Hacker News

What do you need Matrix Cores for when you already have a NPU which can access the same memory, and even seems to include more flexible FPGA fabric? It's six of one, half a dozen of another.

SomeHacker44 4 days ago [ - ]

I have the HP Zbook G1a running the same CPU and RAM under HP Ubuntu. I have not seen any OOTB way to use the TPU. I can get ROCm software to run but it does not use it. No system tools show its activity that I can see. It seems to be a marketing gimmick. Shame.

4 days ago [ - ]

[deleted]

transpute 4 days ago [ - ]

https://news.ycombinator.com/item?id=43671940#43674311

> The PFB is found in many different application domains such as radio astronomy, wireless communication, radar, ultrasound imaging and quantum computing.. the authors worked on the evaluation of a PFB on the AIE.. [developing] a performant dataflow implementation.. which made us curious about the AMD Ryzen NPU.

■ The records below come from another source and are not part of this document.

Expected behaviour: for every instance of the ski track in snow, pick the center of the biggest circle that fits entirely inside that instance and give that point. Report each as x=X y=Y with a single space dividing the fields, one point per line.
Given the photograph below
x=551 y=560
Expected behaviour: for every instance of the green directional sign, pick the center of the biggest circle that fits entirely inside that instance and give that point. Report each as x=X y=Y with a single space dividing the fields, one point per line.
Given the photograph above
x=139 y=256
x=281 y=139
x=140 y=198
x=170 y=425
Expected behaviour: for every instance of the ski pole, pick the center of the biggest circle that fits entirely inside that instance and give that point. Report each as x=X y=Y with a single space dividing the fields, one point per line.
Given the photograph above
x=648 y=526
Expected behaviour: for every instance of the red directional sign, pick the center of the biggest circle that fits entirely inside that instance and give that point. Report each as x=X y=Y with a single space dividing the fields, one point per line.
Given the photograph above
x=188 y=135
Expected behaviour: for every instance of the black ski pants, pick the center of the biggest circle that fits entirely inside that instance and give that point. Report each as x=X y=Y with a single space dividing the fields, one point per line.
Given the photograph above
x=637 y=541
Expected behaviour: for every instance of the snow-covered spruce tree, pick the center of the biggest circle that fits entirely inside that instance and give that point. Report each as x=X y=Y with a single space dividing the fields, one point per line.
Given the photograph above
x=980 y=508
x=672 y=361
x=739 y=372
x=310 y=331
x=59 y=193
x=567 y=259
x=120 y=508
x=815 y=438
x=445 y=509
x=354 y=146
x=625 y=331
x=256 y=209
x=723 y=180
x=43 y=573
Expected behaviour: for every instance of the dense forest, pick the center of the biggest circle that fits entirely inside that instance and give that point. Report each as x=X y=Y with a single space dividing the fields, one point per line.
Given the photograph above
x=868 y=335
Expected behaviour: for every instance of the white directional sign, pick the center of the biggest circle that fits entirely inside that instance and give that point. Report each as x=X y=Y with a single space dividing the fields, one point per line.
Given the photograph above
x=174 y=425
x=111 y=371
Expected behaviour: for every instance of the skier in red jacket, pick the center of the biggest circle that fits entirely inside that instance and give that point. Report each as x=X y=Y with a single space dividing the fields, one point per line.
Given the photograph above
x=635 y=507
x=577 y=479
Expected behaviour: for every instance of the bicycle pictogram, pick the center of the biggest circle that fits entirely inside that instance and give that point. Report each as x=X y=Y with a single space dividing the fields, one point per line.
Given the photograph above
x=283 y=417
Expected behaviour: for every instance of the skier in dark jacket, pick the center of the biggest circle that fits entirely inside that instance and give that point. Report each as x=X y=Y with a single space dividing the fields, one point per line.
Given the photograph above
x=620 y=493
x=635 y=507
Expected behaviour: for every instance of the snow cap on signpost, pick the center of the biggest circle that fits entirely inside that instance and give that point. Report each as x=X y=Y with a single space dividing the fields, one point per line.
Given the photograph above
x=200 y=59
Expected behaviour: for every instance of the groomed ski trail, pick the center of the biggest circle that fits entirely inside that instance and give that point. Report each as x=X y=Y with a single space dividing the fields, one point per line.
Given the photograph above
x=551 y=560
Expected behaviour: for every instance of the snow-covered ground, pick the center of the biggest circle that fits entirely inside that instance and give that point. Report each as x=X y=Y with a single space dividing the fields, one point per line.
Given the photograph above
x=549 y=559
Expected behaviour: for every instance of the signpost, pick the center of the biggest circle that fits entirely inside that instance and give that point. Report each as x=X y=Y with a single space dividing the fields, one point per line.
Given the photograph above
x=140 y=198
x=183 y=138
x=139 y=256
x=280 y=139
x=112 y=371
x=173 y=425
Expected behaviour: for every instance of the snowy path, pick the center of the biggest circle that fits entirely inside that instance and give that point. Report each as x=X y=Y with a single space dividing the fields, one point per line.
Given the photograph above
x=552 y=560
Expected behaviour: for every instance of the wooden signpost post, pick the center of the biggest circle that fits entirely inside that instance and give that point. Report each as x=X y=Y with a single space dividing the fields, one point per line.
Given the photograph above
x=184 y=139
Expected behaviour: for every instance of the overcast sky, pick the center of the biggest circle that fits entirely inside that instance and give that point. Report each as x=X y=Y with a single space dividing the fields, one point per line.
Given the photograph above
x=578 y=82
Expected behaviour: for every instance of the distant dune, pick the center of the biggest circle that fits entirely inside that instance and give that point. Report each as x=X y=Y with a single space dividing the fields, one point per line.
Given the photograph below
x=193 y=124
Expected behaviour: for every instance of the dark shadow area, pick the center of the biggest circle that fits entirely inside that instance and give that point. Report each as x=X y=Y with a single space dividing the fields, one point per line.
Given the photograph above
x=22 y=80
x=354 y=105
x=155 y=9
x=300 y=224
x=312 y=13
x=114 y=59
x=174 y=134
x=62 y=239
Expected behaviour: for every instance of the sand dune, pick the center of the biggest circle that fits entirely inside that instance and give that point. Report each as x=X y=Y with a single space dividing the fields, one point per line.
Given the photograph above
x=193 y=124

> The [NPU] PFB figure shows.. speedup of circa 9.5x compared to the Ryzen CPU.. TINA allows running a non-NN algorithm on the NPU with just two extra operations or approximately 20 lines of added code.. on [Nvidia] GPUs CUDA memory is a limiting factor.. This limitation is alleviated on the AMD Ryzen NPU since it shares the same memory with the CPU providing up to 64GB of memory.

bigyabai 4 days ago [ - ]

The NPU is generally pretty weak and not pipelined into the GPU's logic (which is already quite large on-die). It feels like the past 10 years have taught us that if you're going to create tensor-specific hardware then it makes the most sense to put it in your GPU and not a dark-silicon coprocessor.

Archit3ch 4 days ago [ - ]

Can you do GPU -> NPU -> GPU for streaming workloads? The GPU can be more flexible than Tensor HW for preprocessing, light branching, etc.

Also, Strix Halo NPU is 50 TOPS. The desktop RDNA 4 chips are into the 100s.

As for consumer uses, I mentioned it's an open question. Blender? FFmpeg? Database queries? Audio?